You didn't ask this, but IMO another important aspect is warranty terms. Not all are equal, and because CF suffers defects differently than steel or alu, it's something worth looking into. While warranties are something most give casual notice to, if you're in a position to place a warranty claim, the terms are of utmost importance.


----------



## PJ352 (Dec 5, 2007)

Mergetrio said:


> What about USA made CF like those on older Trek models? Were USA made CF high quality?


I think so, but remember, that was then and this is now. The state of the art has progressed.


----------



## Mergetrio (May 28, 2012)

PJ352 said:


> Draw what you'd like from this info, but it's generally regarded that Taiwan is the place to build top quality CF bikes, with the top companies obviously being at the forefront.
> .


What about USA made CF like those on older Trek models? Were USA made CF high quality?


----------



## Mergetrio (May 28, 2012)

PJ352 said:


> The state of the art has progressed.


I'd imagine, but how much progress? Apparently, many brands still only give 10 year warranty on CB, whereas Aluminum is life-time.


----------



## PJ352 (Dec 5, 2007)

Mergetrio said:


> I'd imagine, but how much progress? Apparently, many brands still only give 10 year warranty on CB, whereas Aluminum is life-time.
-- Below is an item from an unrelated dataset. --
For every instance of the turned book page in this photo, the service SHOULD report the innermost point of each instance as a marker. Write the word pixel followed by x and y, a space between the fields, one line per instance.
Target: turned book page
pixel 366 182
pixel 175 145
I can't give you a hard number or measurement on CF design/ manufacturing advances, but in the last 10 years I would say substantial and discernable aren't a stretch. 

CF frames have gotten lighter, stiffer and more comfortable than they were just a few years ago, and the flagship models back then are the lower level models now. Basically, trickle down technology, not dissimilar to what Shimano and others employ. 

I think your statement re: warranties is arguable. To my knowledge the differing terms for alu/ CF you mentioned aren't widespread in the industry. I know they don't apply to the larger brands.


----------